State officials are now encouraging high schoolers age 16 and older to get COVID-19 vaccinations.
Gov. Asa Hutchinson urged eligible teenagers to get vaccinated, stating that vaccines were available if schools wanted to make them available. “It is important for those 16-plus to get vaccinated, which means that some of those that are eligible to be vaccinated are still in high school. We have vaccines that are available. We want to utilize those in the schools that want to make sure that the students have vaccines available to them,” Hutchinson said.

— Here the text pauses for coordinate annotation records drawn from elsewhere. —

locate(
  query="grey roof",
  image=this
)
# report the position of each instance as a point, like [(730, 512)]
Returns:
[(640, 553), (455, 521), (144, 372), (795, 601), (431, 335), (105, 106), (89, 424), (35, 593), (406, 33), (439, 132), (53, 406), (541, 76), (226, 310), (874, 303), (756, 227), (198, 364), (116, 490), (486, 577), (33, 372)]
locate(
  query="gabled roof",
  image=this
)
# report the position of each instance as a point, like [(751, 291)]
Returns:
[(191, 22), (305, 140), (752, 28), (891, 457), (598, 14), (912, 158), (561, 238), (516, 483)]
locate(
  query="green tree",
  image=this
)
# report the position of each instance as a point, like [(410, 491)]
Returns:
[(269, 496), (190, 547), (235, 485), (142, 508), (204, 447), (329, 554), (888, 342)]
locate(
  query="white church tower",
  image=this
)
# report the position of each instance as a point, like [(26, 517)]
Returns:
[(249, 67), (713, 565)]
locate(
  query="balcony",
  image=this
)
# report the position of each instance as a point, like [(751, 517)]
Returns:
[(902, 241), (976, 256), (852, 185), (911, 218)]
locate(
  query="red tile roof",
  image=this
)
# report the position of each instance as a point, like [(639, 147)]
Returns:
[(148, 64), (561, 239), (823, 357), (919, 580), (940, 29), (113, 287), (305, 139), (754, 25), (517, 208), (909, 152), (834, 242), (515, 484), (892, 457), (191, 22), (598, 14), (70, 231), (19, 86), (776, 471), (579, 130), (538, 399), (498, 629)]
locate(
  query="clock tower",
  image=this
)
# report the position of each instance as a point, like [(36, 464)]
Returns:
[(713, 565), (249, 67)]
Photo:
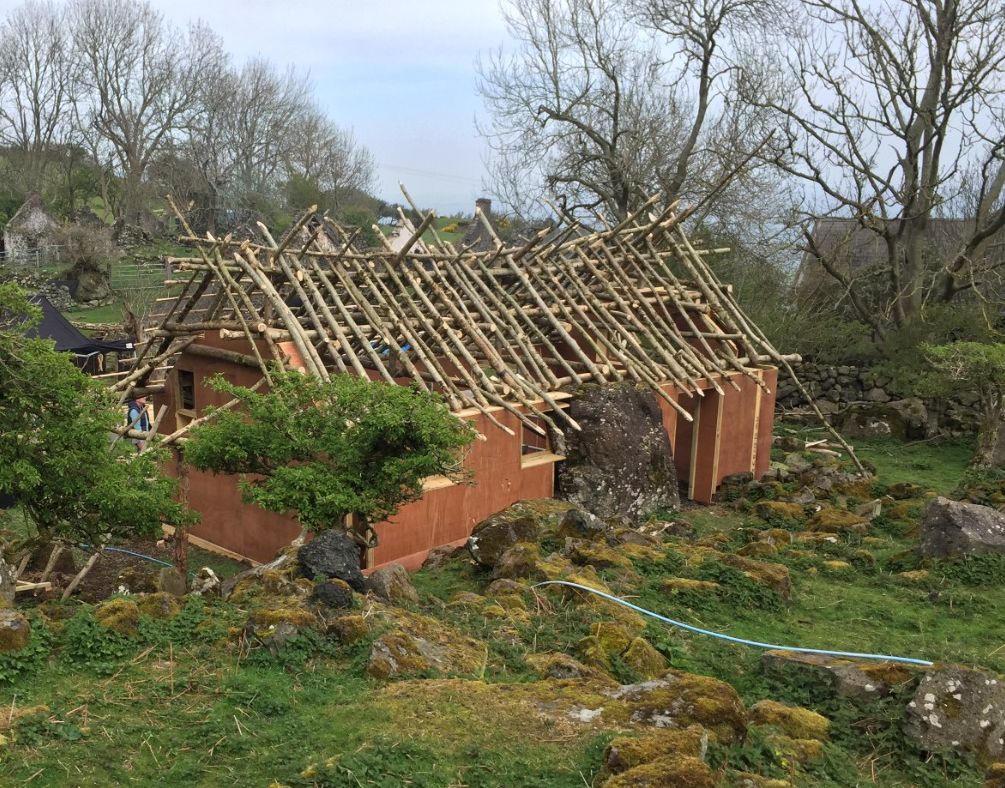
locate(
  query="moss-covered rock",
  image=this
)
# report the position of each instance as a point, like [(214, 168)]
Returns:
[(418, 644), (593, 653), (159, 605), (644, 659), (271, 587), (905, 511), (624, 752), (778, 537), (837, 521), (901, 490), (519, 561), (467, 599), (556, 665), (679, 700), (505, 586), (680, 771), (597, 555), (801, 751), (119, 615), (349, 628), (752, 780), (15, 631), (780, 512), (495, 535), (793, 721), (916, 576), (758, 550), (392, 584), (613, 637), (995, 776), (832, 676), (676, 584), (273, 626), (767, 573)]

Hutchinson opened vaccine eligibility to all Arkansans age 16 and up on March 30. Opening up eligibility, he said at the time, was designed to spur demand for the vaccine in Arkansas. We’re opening it up because we want to make sure we maximize every opportunity to get this life-saving vaccine into the arms of Arkansans and to accelerate that to the extent that we can,” he said.
With less than two months remaining in the school year, Hutchinson urged schools to begin making vaccinations available for the eligible students as part of a pilot vaccination program. By fall 2021, Hutchinson hopes that U.S. Food and Drug Administration (FDA) approves the COVID-19 vaccine for individuals 12 and up, which he said would allow for a “comprehensive vaccination program” for students.
Pfizer and BioNTech have already launched a clinical trial studying the effect of the vaccine on children age 12 to 15. In late March 2021, the companies announced that the vaccine was safe and 100 percent effective for adolescents after testing 2,260 individuals. Pfizer is submitting its data to the FDA to request emergency authorization for the vaccine for this age group.
Arkansas Department of Education Secretary Johnny Key concurred with Hutchinson, noting that it was critical to provide opportunities for educational stakeholders to have access to vaccines.
“It’s very important that we consider the eligibility of those that are 16 and over and the opportunities that we might have in our schools to administer vaccines to those students who are eligible. That is something that we will be working with the Health Department, with physician groups, primary care physician and pediatricians and our school districts to help set up these opportunities because if we can get more of these students their vaccinations – both of their doses of their vaccines, Dr. Romero – before school’s out, it will help the stage for a good summer and returning to school in the fall,” he said.